Au travail, les chrétiens s’interrogent sur l’IA
Energivore, injuste en matière de droits d’auteurs, menaçante pour les emplois: l’intelligence artificielle (IA) pose de sacrés défis aux cadres chrétiens. Cet outil procure «une impression de perte: celle de notre autonomie intellectuelle, de nos emplois, de la maîtrise de nos données…» a rappelé en ouverture Thomas Joachim, vicaire de la paroisse Saint-François-de-Sales, à Genève, qui a aussi souligné les risques écologiques et le «technostress» que provoque ce nouvel outil. «Nous nous posons tous la question: ‹Jusqu’à quand vais-je réussir à m’adapter?›»

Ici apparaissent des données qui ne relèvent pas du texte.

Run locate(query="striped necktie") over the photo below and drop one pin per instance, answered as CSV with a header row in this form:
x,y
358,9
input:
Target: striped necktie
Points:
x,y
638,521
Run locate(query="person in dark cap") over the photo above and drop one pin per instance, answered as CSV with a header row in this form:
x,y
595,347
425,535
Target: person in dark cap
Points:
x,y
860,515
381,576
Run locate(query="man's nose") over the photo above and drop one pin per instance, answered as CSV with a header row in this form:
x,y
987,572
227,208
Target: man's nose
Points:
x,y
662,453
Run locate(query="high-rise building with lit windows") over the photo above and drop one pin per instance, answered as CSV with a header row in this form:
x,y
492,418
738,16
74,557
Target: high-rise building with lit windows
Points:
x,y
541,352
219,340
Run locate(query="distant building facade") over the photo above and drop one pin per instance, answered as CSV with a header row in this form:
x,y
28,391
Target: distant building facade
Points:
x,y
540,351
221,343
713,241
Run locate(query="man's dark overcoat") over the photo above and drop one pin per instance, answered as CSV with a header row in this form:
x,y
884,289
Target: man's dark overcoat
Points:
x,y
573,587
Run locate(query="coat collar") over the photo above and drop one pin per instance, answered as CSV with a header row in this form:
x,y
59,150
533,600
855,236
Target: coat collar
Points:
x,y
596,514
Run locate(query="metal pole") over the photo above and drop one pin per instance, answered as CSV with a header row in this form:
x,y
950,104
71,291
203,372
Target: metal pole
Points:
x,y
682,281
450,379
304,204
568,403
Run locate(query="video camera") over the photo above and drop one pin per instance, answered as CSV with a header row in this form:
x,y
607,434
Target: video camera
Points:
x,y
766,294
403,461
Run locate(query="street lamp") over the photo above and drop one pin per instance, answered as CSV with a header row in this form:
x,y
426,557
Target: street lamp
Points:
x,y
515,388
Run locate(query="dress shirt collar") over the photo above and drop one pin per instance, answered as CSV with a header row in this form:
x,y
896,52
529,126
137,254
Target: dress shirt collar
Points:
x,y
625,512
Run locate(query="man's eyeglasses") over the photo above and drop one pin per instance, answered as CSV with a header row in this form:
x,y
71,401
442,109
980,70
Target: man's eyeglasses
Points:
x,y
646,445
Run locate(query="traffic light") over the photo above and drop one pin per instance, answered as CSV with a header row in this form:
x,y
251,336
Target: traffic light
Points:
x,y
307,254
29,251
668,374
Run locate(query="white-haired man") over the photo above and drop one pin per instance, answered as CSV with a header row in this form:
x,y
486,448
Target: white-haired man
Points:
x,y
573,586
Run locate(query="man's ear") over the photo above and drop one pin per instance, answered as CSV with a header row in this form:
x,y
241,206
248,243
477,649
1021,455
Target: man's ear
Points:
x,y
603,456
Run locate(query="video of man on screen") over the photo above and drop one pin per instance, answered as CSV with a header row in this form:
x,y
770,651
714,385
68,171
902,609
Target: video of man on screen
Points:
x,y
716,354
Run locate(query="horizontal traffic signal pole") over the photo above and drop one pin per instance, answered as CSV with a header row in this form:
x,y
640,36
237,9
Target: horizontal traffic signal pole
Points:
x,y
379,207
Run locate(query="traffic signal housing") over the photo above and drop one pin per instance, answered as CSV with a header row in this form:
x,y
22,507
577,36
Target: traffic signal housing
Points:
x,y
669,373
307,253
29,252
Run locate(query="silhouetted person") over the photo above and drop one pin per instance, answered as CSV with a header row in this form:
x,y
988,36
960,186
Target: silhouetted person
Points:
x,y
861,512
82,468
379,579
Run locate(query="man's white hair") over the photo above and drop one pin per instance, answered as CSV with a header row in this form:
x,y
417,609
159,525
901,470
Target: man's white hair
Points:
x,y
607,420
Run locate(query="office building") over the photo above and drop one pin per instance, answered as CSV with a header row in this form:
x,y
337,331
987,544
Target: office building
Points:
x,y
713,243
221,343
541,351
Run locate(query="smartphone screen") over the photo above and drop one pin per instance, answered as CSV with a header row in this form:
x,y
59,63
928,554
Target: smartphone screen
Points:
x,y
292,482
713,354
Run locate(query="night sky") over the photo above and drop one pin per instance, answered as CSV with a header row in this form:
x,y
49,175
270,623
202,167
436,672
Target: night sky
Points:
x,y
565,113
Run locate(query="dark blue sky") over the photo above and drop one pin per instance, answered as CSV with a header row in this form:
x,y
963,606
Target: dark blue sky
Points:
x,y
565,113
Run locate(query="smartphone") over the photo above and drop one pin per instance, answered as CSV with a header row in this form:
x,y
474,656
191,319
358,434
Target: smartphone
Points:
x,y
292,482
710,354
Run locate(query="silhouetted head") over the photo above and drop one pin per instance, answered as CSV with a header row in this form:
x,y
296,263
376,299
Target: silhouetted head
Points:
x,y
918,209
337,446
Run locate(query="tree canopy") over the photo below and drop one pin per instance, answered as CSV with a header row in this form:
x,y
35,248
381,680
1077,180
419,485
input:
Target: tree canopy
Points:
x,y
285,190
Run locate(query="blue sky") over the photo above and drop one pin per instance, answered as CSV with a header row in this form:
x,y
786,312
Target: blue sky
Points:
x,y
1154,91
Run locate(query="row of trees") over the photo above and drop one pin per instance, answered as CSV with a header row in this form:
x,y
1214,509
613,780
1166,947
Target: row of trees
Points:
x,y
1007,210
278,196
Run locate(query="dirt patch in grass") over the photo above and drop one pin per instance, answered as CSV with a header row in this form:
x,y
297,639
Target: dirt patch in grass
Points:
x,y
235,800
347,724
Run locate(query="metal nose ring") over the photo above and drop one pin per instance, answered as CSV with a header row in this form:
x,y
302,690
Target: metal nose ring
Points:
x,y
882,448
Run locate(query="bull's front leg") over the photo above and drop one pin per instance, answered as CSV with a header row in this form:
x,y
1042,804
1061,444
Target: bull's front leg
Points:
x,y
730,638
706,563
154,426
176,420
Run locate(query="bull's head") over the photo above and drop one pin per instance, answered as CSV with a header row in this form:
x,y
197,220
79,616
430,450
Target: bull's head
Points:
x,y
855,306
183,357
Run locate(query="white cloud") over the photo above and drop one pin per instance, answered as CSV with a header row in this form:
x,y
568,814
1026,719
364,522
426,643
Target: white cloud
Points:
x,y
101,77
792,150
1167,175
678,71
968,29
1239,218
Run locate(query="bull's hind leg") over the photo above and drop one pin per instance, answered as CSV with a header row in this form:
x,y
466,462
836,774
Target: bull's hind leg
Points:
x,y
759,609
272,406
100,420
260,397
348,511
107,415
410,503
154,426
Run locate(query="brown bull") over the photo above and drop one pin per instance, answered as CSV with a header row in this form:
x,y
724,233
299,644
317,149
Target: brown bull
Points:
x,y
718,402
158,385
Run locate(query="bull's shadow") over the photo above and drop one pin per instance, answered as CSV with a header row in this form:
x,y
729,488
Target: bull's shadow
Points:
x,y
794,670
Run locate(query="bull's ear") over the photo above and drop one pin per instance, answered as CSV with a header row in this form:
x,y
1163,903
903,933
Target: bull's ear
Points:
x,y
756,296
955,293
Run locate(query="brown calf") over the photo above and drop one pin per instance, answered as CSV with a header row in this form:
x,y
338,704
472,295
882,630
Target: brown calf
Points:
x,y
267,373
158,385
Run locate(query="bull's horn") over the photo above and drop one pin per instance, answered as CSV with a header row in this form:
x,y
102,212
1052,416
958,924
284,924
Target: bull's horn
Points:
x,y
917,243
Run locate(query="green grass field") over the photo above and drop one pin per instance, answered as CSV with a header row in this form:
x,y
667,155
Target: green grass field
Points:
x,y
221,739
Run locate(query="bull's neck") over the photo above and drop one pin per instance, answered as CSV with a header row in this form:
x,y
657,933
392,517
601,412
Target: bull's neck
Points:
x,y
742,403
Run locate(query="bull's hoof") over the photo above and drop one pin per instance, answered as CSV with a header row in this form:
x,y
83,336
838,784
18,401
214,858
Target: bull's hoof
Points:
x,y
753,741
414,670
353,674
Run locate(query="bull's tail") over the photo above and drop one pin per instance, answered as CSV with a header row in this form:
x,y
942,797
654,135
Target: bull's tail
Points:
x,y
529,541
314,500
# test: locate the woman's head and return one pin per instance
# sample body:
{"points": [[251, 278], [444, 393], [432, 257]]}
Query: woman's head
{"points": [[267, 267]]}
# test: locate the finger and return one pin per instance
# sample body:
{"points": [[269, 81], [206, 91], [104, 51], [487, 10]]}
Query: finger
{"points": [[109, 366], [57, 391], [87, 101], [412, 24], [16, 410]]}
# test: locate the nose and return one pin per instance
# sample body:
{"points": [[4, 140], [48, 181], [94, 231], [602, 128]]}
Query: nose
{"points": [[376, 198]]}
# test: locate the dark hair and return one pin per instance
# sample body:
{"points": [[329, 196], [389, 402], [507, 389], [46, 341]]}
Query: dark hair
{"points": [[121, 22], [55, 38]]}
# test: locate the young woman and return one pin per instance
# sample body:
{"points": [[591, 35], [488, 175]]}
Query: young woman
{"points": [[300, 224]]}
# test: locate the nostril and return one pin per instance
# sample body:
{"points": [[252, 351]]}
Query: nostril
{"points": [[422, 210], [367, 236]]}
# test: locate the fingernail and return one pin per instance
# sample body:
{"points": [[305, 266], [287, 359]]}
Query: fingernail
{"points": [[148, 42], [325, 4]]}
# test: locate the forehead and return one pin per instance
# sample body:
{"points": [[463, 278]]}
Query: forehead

Pour retrouver une «docte espérance», Thomas Joachim propose trois boussoles: se demander quel désir, individuel ou collectif, on projette sur l’IA, interroger la confiance portée dans l’outil et clarifier les combats à mener pour que cette technologie «aille dans le sens du bien et non du pire». L’omniprésence des algorithmes dans nos vies reste, cependant, une chance pour revaloriser «une pensée méditante, affective, le sens de la poésie et du cœur», souligne Thomas Joachim.
Le philosophe Fabrice Hadjadj voit même dans l’avènement de cette technologie un «moment providentiel pour ressaisir ce que nous sommes», en tant qu’humains. Selon lui, l’IA montre qu’il existe des institutions «vermoulues, impersonnelles», maintenues au fil des ans, mais parfois vides «de sens, de sagesse». Par exemple? «L’école où les élèves font leurs devoirs avec ChatGPT!» Le moment semble venu de repenser les «communautés d’enseignement».
Relations de pouvoir
La généralisation de l’IA va entraîner de nouveaux équilibres sociaux qu’il importe d’aborder avec des questions éthiques et anthropologiques fondamentales, comme les a formulées Paolo Benanti, frère franciscain et professeur d’éthique des technologies: à qui appartient la valeur produite par les algorithmes? Quelles nouvelles relations de pouvoir naissent de ces équilibres? De l’humain ou de la machine, qui contrôle qui? Quelles capacités humaines et donc quel savoir choisissons-nous exactement de transférer aux algorithmes? Quel impact de ces choix pour notre liberté individuelle?
Des aiguillons utiles pour les chefs d’entreprise et développeurs présents, qui utilisent l’IA au quotidien. Ceux qui les implantent dans leurs entreprises ont partagé une conviction: le refus de toute «idolâtrie», qui guette toujours face à la technologie.
Conseils pour implanter l’IA en entreprise
• Eviter «l’IA pour l’IA»: identifier clairement où l’IA apporte une valeur ajoutée, développer l’IA pour répondre à des objectifs précis.
• Former, informer tout le monde, ne laisser personne de côté.
• Essayer de développer ses propres solutions internes, ses outils maison spécialisés basés sur des IA européennes souveraines.
• Veiller à l’intégrité des données (consentement, lieu de stockage, protection, réutilisation…).
• Garder en interne la maîtrise et la compréhension de l’outil.
• Démarrer «petit», sur des tâches ingrates et répétitives à automatiser.